Some Latter-day Saints have pioneer ancestors going back almost 200 years. Other Church members are themselves the pioneers in their families. In the weeks surrounding Pioneer Day July 24 — the annual celebration of the first wagon company entering the Salt Lake Valley — Church News staff members share stories of pioneers in their families, some from the 1800s and some from the 1900s. This is the ninth in the series.
I always wondered why, when I went to Kentucky last year on a spur-of-the-moment trip, I felt a pull — as though I had come to a special place.
At first I thought it was because of how beautiful Kentucky was, and then I learned that one of my ancestors had deep roots there.

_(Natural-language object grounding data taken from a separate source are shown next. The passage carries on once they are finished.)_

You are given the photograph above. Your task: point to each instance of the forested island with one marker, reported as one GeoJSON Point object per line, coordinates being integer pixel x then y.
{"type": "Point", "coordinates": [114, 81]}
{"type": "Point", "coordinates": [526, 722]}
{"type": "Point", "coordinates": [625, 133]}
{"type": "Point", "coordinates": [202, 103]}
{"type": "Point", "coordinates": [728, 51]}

John Lowe Butler, my fourth-great-grandfather, was born in Simpson County, Kentucky, in 1808, and found the Church just 26 years later in what began a legacy of defending the Church.
After leaving Kentucky, and at nearly 30 years old, my fourth-great-grandfather was one of the principal participants in the Election Day Battle at Gallatin in Daviess County, Missouri, on Aug. 6, 1838.

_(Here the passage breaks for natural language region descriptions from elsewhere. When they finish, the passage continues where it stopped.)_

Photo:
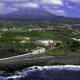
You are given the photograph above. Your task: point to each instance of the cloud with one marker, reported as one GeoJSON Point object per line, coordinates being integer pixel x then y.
{"type": "Point", "coordinates": [54, 2]}
{"type": "Point", "coordinates": [55, 11]}
{"type": "Point", "coordinates": [28, 5]}
{"type": "Point", "coordinates": [7, 10]}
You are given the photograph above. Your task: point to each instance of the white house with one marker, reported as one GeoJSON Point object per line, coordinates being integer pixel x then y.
{"type": "Point", "coordinates": [38, 50]}
{"type": "Point", "coordinates": [45, 42]}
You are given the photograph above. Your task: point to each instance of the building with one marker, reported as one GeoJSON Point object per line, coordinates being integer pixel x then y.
{"type": "Point", "coordinates": [75, 39]}
{"type": "Point", "coordinates": [38, 50]}
{"type": "Point", "coordinates": [45, 42]}
{"type": "Point", "coordinates": [23, 41]}
{"type": "Point", "coordinates": [26, 38]}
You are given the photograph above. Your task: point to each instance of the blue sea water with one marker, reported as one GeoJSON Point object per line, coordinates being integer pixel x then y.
{"type": "Point", "coordinates": [67, 72]}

“Our [brethren fought] like tigers ... the principal men who [fought] so bravely were John L Butler, Hyram [Hiram] Nelson.” Joseph Smith said of my great-grandfather.
John Lowe Butler had recorded his experiences in a biography that he wrote in 1860. Of the Gallatin fight he said, “I remembered that I never in my life struck a man in anger had always lived in peace with all man ... I did not want to kill anyone but merely to stop the affray and went in with the determination to rescue my brethren from such miserable curs at all hazards.”
He had truly believed that the Lord was with him during the battle: “And the lord did strengthen my body far beyond the common strength of man so much so that the enemy could not stand before me it was the power of god that was with me to my own astonishment.”
After the Gallatin fight, John Lowe Butler continued to aid the Church by serving three missions — one to Illinois in 1839 and two to the Sioux tribes in 1840. As animosity increased towards the Church, he went on to serve in the Nauvoo Legion and as one of the Prophet Joseph Smith’s bodyguards before the Prophet’s martyrdom in 1844.